Much less is known about the spatial organization of the process in the cell nucleus. So far, the only described domains associated with the accumulation of polyadenylated transcripts are nuclear speckles. However, accumulated in these structures, transcripts do not seem to be exported to the cytoplasm. In larch microsporocytes, during diplotene, we observed first accumulation of poli(A)RNA (Kolowerzo et al. 2009) and than mRNA (Smolinski and Kolowerzo 2012) in the nucleus in the Cajal bodies. These nuclear domains “retain” polyadenylated transcripts for a very long time.
Two patterns of mRNA nuclear retention and export to cytoplasm were observed. The majority of the studied transcripts followed the first one, consisting of a long retention period and slow release to the cytoplasm. The transcript encoding subunit 10 of RNA pol II was regulated according to the first pattern, which might constitute a mechanism ensuring tight transcription control due to negative feedback. mRNAs encoding translation factors and SERRATE followed the second pattern, in which the retention period was shorter, and transcripts were rapidly transferred to the cytoplasm (Majewska et al 2021).
CBs are evolutionarily conserved structures occurring in both animal and plant cells. This indicates their fundamental role in the nuclear metabolism of eukaryotic cells. Intensive research, carried out for many years, has demonstrated the relationship between CBs and many processes associated with the metabolism of various types of RNA, for example, the maturation and assembly of snRNP (Smolinski et al. 2011; Hyjek et al. 2015), recruitment and assembly in ribosomal RNA maturation, tRNA maturation, histone mRNA maturation, the synthesis of telomeres and miRNA and siRNA maturation.
CBs are self-organized structures, appearing on local needs of increased metabolism of certain types of RNA. Assembling spliceosomal subunits is possible in the nucleoplasm, but it has been demonstrated that the process is carried out with more than 30-fold greater efficiency in the CB. For example fibroblast, cells characterized by low cellular metabolism do not possess CBs.
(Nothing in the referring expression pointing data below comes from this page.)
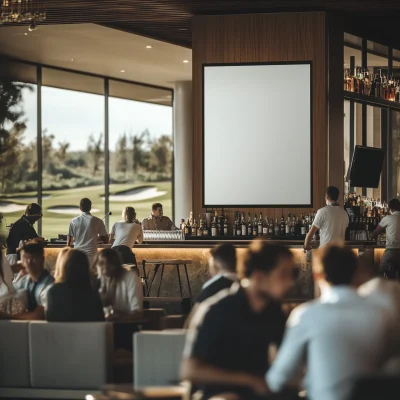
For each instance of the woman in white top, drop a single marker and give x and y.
(124, 234)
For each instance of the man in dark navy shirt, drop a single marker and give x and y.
(222, 268)
(230, 333)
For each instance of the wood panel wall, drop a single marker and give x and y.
(266, 38)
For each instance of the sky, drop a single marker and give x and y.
(73, 116)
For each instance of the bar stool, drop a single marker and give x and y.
(161, 264)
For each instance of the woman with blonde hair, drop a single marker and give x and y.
(124, 234)
(73, 298)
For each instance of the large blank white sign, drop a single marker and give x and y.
(257, 135)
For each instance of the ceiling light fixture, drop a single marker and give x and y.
(17, 11)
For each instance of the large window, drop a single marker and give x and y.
(18, 151)
(74, 137)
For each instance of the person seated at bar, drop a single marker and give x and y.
(157, 221)
(331, 221)
(22, 230)
(72, 298)
(125, 233)
(338, 337)
(390, 264)
(36, 282)
(226, 350)
(85, 230)
(222, 268)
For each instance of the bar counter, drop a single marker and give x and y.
(198, 251)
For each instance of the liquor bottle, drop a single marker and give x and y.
(260, 225)
(276, 228)
(249, 226)
(214, 227)
(265, 227)
(244, 226)
(194, 228)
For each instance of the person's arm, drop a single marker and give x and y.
(310, 235)
(199, 372)
(287, 368)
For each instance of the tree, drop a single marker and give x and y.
(122, 162)
(95, 151)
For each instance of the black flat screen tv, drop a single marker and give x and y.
(366, 167)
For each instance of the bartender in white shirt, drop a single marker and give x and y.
(390, 263)
(332, 221)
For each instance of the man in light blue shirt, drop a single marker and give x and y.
(338, 337)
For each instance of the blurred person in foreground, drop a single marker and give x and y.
(73, 298)
(36, 282)
(226, 351)
(338, 337)
(157, 221)
(85, 230)
(23, 230)
(124, 235)
(390, 264)
(222, 268)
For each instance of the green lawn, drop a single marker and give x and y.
(53, 224)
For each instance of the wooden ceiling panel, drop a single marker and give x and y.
(170, 20)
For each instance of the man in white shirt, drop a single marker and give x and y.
(339, 337)
(85, 230)
(332, 221)
(390, 263)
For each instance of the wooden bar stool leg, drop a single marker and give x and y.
(187, 280)
(159, 285)
(179, 279)
(156, 267)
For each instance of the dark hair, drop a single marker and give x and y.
(155, 206)
(339, 264)
(33, 247)
(113, 258)
(332, 192)
(85, 205)
(394, 205)
(33, 209)
(129, 214)
(264, 257)
(75, 269)
(225, 255)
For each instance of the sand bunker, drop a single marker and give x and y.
(137, 194)
(68, 210)
(8, 208)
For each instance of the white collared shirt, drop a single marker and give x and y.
(228, 275)
(340, 337)
(391, 223)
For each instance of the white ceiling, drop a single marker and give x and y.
(99, 50)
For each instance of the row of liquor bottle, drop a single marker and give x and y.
(257, 226)
(359, 80)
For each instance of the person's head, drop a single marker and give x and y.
(33, 212)
(394, 205)
(85, 205)
(331, 194)
(32, 257)
(109, 264)
(74, 269)
(335, 264)
(156, 210)
(129, 214)
(269, 269)
(223, 258)
(60, 262)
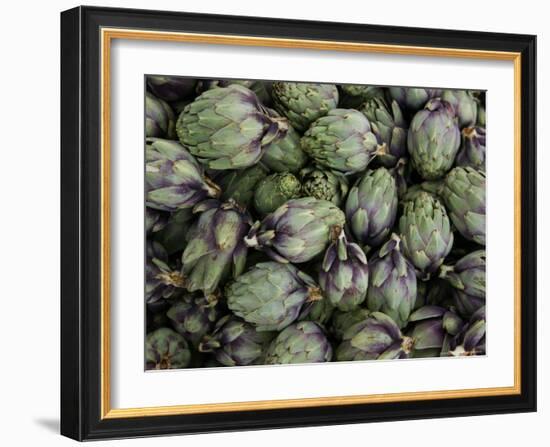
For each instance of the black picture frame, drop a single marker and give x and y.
(81, 216)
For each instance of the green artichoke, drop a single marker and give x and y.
(342, 140)
(193, 317)
(472, 149)
(217, 248)
(297, 231)
(303, 103)
(425, 231)
(467, 277)
(412, 99)
(166, 349)
(302, 342)
(228, 128)
(464, 105)
(371, 207)
(171, 88)
(392, 288)
(236, 343)
(173, 178)
(240, 185)
(344, 274)
(285, 154)
(464, 195)
(159, 118)
(324, 184)
(375, 337)
(275, 190)
(433, 139)
(270, 295)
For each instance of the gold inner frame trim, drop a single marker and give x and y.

Coilin gene knockdown (marker protein of those bodies) in cells with a high metabolism (generative cells or embryonic cells) causes the breakdown of CBs and leads to the death of these cells.
In order to verify that Cajal bodies are involved in post-transcriptional regulation of gene expression by nuclear retention of mRNAs or pre-mRNAs transcripts, we are currently conducting research on which mRNAs are stored in CBs, as well as we are trying to explain what mechanism is responsible for the retention of the mRNAs in CBs (Rudzka et al. 2021).
To achieve these goals, we use laser microdissection (video4), analysis of the transcriptome of larch microsporocytes, proteomic analysis of proteins present in the cytoplasm of microsporocytes, bioimaging techniques in situ and in vivo at the level of single RNA molecules and PLA technique.
We believe that the retention may undergo both transcripts of genes involved in the meiotic division and the housekeeping gene transcripts. Understanding this phenomenon will significantly expand our better understanding of the processes of post-transcriptional regulation of gene expression, Cajal bodies role in the metabolism of RNA and mechanisms involved in the maturation of generative plant cells. It will enrich the current knowledge on cell biology as well as developmental biology.